Tuesday, November 28, 2006

Can't Get Enough Poetry

Just coincidentally to yesterday's poetry meme, I finished Patricia Smith's book of poetry, Teahouse of the Almighty, over the weekend. I've mentioned the book twice before and now that I have finished it I can say the whole books is really wonderful. Smith has a strong voice and knows how to use it. I enjoyed the way she plays with sounds and words and rhythms. Sometimes the poems come in a rush, the words gushing down the page. Sometimes they are staccato gunshots. And sometimes they are smooth and lyrical. She is well aware that words have power and several of the poems are about that power. One of my favorites is "Related to the Buttercup, Blooms in Spring" in which one of her teachers writes the word "anemone" on the chalk board for the class to practice their handwriting on:

That one word was sweet silver on my new tongue, it kept coming back to my mouth, it was the very first sound I wanted to own, to name myself after, I wanted no one else to ever utter this. Even now, listen to how anemone circles, turns round, and surprises itself. That day I gave that word a home just under my breath and at least a hundred times I drew on the drug of it, serving it up to the needing air. All this before I knew what it meant. (If you never remember feeling that way about a single word, sensing a burn in the sheer power of its sound, lift up your poetry--all those thick, important pages--and see that it is resting on nothing. Then shred those sheets, toss them to the sky, and lie prone beneath the empty flutter. You must own one word completely before you can claim another.)
But even while she gets high on words, she also acknowledges that words sometimes fail. In her poem, "Fireman," so named for a man who hangs out on the corner and who was burned in a fire, Smith writes:
Long time before, Fireman had raced face-first into a blaze trying to save something belonged to him, a dog or a woman or some other piece of life, and an explosion had blown his face straight back, you know, sometimes I hate words, they don't know how to say anything, imagine that I am digging my fingers deep into the clay of my face and pulling, watch how my eyes get, how they can't stop seeing the last thing they saw, his eyelashes gone, eyebrows gone, everything on his head headed backwards, like it was trying to get away from him.

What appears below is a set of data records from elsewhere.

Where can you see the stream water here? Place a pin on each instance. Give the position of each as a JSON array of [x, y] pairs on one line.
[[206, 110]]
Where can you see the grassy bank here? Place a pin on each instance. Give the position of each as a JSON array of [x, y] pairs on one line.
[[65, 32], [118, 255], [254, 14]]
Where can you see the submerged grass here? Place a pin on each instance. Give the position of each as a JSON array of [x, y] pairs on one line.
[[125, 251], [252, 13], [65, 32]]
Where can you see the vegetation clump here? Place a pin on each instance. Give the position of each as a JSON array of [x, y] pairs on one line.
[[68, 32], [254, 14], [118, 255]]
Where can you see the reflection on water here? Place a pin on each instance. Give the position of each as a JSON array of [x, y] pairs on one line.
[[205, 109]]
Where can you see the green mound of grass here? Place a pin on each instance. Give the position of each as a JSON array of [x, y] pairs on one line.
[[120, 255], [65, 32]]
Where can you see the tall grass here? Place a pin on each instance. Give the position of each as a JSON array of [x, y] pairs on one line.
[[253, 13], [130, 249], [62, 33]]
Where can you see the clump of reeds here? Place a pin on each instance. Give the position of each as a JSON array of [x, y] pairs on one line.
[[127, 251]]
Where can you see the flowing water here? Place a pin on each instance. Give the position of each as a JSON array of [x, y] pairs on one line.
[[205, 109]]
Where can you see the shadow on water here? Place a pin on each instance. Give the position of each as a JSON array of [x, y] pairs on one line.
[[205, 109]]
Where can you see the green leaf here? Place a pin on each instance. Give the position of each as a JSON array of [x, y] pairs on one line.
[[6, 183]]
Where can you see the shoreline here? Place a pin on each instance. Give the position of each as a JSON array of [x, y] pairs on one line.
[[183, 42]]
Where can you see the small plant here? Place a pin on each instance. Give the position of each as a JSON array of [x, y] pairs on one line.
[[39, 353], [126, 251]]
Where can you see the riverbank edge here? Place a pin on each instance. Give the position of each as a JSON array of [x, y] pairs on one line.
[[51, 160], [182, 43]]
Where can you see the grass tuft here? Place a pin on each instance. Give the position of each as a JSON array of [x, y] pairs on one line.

Maps all over his skin, maps for little lost people
Smith writes about poetry and music, famous people and nobodies, good love and bad. Some of the poems are gritty and harsh and made me feel terrible and sad. While others left me feeling elated. Teahouse of the Almighty is not Smith's first book. According to the back of the book blurb, she has three previous collections. I'll definitely be looking those up.